Stan Rumbaugh in his lucky tie. (Results may vary.)
  • Stan Rumbaugh in his lucky tie. (Results may vary.)

Stan Rumbaugh is adorable. He's a good guy. SECB has only been impressed further by the goodness of Stan Rumbaugh.

Candidate Rumbaugh arrived to his party at 7:55, because his wife is working for a candidate who is running against a lesbian, which is the only thing we can say we don't like about Stan Rumbaugh.

About his own race: Before the 8:15 info drop, he said he was nervous and was wearing his lucky tie, which is dapper, red, and was given to him last Friday the 13th, on his birthday, by his wife. (He was also born on Friday the 13th, and, amazingly, owns an interest in a Manhattan company that runs the best haunted house in the United States, and whose theme this Halloween will be Superstitions; this same company, Art Meets Commerce, is the company producing Fela on Broadway right now.
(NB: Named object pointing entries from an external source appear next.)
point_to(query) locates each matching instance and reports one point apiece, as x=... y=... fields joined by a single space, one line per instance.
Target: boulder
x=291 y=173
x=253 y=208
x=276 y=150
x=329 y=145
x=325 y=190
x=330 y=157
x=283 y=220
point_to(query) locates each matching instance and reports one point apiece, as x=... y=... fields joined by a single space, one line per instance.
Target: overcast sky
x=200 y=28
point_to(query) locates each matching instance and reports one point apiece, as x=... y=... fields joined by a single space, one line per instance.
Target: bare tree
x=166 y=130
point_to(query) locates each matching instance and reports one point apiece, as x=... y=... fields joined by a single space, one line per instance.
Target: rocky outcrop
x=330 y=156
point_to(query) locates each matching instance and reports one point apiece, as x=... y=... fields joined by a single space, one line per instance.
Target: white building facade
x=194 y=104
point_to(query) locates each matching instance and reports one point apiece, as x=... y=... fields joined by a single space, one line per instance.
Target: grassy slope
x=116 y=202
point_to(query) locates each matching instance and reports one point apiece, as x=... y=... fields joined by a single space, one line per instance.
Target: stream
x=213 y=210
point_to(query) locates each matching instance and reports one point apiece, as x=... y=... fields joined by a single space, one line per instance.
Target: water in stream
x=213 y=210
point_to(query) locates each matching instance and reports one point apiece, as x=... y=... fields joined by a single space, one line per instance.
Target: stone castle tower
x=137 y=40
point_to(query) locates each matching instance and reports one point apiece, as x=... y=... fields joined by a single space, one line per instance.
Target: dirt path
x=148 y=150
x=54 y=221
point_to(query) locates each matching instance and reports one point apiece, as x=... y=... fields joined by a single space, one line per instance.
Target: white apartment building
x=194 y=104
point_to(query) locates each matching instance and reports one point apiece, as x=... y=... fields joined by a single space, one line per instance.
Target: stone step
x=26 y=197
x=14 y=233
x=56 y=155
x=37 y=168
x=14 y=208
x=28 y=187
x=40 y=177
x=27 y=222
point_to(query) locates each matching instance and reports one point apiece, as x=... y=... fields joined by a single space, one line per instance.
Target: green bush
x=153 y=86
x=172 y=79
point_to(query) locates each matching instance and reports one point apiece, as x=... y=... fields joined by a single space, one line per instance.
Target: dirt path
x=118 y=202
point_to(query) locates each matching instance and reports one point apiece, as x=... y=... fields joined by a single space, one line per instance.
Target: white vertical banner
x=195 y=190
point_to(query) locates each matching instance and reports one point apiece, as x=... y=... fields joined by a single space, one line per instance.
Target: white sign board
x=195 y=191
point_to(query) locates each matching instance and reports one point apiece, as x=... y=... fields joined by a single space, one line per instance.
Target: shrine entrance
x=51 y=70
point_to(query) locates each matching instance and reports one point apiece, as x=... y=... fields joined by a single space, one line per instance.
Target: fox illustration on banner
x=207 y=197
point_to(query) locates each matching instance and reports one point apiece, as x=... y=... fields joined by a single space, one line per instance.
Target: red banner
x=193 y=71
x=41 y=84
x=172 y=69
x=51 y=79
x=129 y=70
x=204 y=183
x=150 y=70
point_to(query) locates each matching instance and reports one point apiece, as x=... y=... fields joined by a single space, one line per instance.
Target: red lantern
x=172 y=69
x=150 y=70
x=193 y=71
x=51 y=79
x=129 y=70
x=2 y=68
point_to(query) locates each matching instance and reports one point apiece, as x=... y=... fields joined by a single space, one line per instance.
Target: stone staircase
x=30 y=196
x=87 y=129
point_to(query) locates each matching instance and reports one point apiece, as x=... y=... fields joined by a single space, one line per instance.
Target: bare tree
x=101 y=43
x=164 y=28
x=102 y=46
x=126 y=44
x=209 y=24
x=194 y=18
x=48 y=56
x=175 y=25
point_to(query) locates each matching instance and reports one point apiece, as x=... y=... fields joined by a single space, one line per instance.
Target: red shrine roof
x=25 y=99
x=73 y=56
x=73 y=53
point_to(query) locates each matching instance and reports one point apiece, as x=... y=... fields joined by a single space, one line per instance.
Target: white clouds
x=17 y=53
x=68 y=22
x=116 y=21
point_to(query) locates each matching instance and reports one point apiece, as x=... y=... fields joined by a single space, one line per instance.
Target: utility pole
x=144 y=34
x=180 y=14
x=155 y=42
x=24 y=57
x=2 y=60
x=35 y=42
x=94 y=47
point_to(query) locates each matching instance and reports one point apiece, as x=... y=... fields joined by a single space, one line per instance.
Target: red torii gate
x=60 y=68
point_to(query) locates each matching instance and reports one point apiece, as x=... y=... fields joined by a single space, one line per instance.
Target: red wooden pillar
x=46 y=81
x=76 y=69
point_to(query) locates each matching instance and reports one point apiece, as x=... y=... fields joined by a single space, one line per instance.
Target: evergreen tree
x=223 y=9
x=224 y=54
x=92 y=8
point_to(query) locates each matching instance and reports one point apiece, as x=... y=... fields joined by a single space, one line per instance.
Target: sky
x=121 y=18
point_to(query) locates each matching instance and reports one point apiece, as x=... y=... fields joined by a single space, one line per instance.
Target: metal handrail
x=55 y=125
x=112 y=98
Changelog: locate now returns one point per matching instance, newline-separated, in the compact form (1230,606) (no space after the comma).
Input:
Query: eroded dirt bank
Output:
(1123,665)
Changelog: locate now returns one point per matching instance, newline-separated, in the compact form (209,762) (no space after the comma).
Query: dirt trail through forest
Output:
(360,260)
Which means Stan Rumbaugh has collaborated with Jay-Z and Beyonce.)

In advance of the results, Rumbaugh said, "Hundreds of people have helped this campaign, and it is humbling, even though I know that's a cliche. But they helped because they believe in something better, and I really, really want to come through for them. If I don't win, I'll be as sorry for them as I am for myself. Honest to God."

This is the first time SECB has ever believed the words of an attorney. He meant it.

When the first returns came in at 8:15 pm, it was a nailbiter. Opponent Jim Johnson was up 65 to 34 percent, and Rumbaugh said, "Well, that's not very encouraging."

Meanwhile, his party at the Harmon Hub in Tacoma (Rumbaugh lives in Browns Point, just outside Tacoma) is the cutest election party in history. For the first hour, SECB was seated next to the attorney for Smoke Farm, who moved to the Northwest in order to follow beat poet Gary Snyder, landing here after hitchhiking 30,000 miles. SECB's other tablemate wears a diamond in his left ear and cooked for bands for ten years, including Bon Jovi, Foreigner, and Bob Seger.

Imagine what the world would be like if Stan Rumbaugh were in charge of justice.